This project aims to convert the biological assay protocols contained in research publications into a machine-readable FAIR format. At this time, we are in the pilot project phase. We are engaged in development of business processes, selection of technologies and data models, and planning of guidelines for collaborative data sharing that would preserve privacy of the project members’ R&D pipelines.
Why is this important?
There are over one million biological assay protocols published to-date. Biological assay is a popular data type for post-hoc data mining for research program planning, but most assay descriptions are not in a suitable form. It is expected that making assay information available in a FAIR format would increase the efficiency of bench scientists engaged in experiment planning and enable research that currently requires tedious expert literature review. The common data model can simplify data-sharing in collaborative research and publishing of research results. At this time most of the pharmaceutical businesses already have internal programs for conversion of assay protocols into a FAIR format. The effort for annotation of public assay protocols in these internal programs is therefore duplicated. Shifting the annotation of these public assays to a collaborative project would result in immediate cost savings to the member companies.
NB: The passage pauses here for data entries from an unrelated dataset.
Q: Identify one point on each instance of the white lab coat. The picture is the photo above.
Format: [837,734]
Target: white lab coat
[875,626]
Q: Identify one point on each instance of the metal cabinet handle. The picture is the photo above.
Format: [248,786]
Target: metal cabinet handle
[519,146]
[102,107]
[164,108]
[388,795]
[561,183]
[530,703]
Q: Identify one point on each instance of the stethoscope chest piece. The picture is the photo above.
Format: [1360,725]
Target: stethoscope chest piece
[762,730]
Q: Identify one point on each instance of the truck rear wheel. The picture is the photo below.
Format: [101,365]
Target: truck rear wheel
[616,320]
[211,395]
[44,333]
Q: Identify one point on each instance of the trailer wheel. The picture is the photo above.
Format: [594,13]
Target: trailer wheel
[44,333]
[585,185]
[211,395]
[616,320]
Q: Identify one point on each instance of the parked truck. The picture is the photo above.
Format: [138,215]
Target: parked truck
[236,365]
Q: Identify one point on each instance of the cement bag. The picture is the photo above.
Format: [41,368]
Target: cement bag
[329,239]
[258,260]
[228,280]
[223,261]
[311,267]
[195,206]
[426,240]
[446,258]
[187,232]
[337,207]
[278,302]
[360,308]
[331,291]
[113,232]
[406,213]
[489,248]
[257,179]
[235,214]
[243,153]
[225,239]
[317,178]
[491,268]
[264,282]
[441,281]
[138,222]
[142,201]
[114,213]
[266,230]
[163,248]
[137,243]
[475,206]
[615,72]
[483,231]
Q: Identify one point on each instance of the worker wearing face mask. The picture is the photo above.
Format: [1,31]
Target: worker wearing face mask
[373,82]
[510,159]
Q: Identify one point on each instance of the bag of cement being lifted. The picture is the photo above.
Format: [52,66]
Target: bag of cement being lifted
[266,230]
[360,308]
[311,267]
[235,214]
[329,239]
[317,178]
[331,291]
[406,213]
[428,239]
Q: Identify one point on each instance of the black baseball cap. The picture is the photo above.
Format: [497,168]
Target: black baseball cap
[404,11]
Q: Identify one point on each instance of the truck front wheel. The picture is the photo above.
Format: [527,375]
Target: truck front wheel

What will the project achieve?
We will create a data product that would provide bioassay protocol information in a machine-readable FAIR form ready for data mining. Since the largest global pharmaceutical companies support this effort, the resulting data model, data ingestion business processes, and software would become de-facto industry standards that would further facilitate data sharing and collaboration.
How will the project do this?
We will use Natural Language Processing in combination with manual review of automatically produced assay annotations. Specific technologies will be selected in the pilot phase in the coming months.